US Postal Service: No More Mail Delivery on Saturdays

By Patrick Rizzo, NBC News

Credit: NBC News

US Postal Service: No More Mail Delivery on Saturdays

February 6, 2013 Updated Feb 6, 2013 at 9:39 AM PDT

It's been debated for months, but on Wednesday the United States Postal Service announced it's not going to deliver first-class mail on Saturdays anymore.

The postal service said on Wednesday it will continue to deliver packages, mail-order medicine, and express mail on Saturday, but not letters, bills, cards, and catalogs. Post offices which are now open on Saturdays will continue to be open on Saturdays.

“The Postal Service is advancing an important new approach to delivery that reflects the strong growth of our package business and responds to the financial realities resulting from America’s changing mailing habits,” said Patrick R. Donahoe, Postmaster General and CEO at a news conference to announce the changes. Package deliveries rose 8.7 percent in the 2012 fiscal year.
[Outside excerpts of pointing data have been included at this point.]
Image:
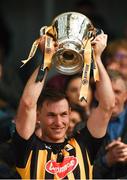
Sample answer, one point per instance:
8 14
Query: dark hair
50 94
114 75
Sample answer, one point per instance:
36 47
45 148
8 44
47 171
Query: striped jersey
72 159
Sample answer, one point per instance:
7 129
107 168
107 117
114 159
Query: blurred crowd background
20 23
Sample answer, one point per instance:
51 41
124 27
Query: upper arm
25 120
98 121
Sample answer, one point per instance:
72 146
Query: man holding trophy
52 155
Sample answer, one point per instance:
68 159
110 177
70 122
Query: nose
58 120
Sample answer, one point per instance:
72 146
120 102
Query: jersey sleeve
86 140
22 148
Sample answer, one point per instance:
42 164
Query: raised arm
100 116
26 115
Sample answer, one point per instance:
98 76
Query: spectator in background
88 8
72 90
115 56
111 162
9 97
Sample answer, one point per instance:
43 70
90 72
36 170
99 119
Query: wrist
104 161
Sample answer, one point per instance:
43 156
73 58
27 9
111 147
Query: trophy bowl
70 30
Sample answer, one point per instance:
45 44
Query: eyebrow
54 114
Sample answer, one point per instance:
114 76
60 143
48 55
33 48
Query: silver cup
70 30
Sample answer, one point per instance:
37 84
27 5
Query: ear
38 115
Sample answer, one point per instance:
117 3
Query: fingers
113 144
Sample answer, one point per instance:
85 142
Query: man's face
119 89
54 120
73 92
74 119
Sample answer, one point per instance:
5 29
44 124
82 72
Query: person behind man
77 120
72 90
111 161
115 56
52 156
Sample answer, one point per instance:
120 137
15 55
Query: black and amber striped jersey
72 159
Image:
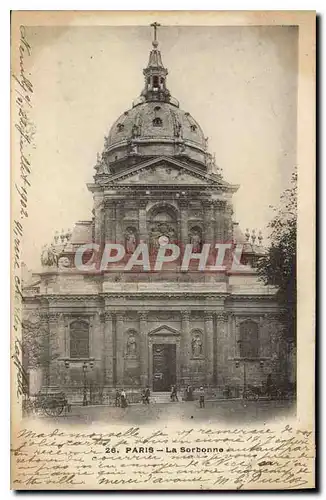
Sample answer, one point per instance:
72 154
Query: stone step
161 397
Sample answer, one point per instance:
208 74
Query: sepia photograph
155 220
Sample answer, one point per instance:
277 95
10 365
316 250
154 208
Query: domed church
154 181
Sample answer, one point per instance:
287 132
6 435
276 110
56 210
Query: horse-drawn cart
50 402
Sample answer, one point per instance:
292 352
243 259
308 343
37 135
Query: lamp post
84 368
85 384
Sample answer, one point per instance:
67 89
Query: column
184 222
44 320
99 220
219 222
228 227
109 222
108 348
144 375
209 222
119 213
209 343
119 348
222 348
53 349
185 345
142 221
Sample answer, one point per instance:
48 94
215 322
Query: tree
278 266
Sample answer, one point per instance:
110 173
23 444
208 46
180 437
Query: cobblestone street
231 411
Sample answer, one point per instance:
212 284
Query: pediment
163 170
162 174
165 330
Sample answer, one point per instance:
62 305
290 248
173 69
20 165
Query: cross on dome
155 26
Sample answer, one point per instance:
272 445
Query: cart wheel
53 410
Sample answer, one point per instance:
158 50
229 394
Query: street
235 411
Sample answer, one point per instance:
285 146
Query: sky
239 83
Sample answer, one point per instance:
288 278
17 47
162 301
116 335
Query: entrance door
164 367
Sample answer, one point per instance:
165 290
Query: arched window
79 339
157 122
155 82
249 342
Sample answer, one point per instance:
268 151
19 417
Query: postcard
163 246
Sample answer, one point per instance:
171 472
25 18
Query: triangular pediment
163 170
164 330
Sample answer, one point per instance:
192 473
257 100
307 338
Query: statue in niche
197 346
135 130
195 240
159 230
131 345
153 238
64 262
49 256
133 148
131 241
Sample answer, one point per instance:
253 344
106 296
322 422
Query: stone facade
155 179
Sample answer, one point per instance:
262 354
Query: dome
155 125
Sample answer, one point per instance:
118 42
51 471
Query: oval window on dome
157 122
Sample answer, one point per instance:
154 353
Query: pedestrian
201 397
174 394
123 398
147 395
117 398
189 393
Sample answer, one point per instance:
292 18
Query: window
157 122
248 339
79 339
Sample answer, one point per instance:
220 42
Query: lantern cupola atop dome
155 74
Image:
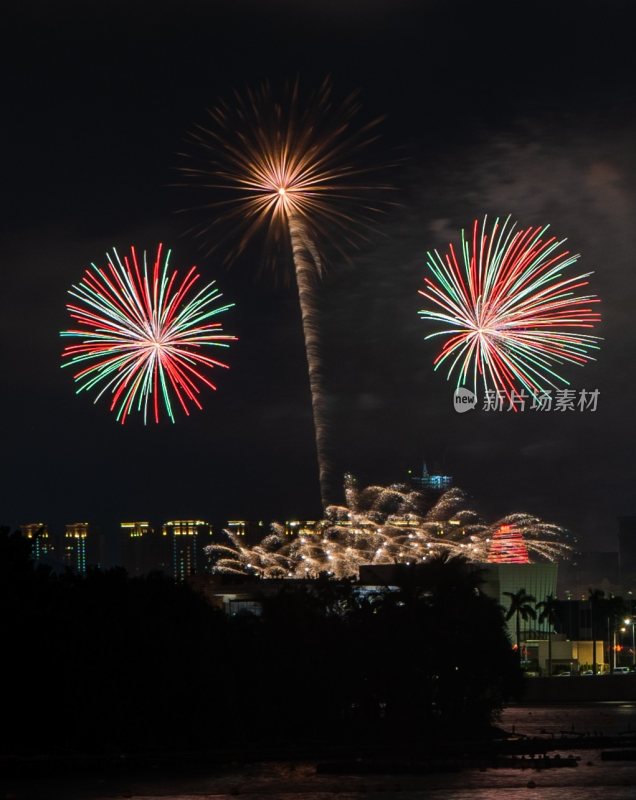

The move is meant to save the financially struggling, 237-year-old agency about $2 billion annually as it wrestles with the rising popularity of email and social media eating away at its core business of delivering mail. It's also meant to counter the climbing costs of funding future retiree health benefits to its workers, as mandated by Congress, which oversees the independent agency of the government.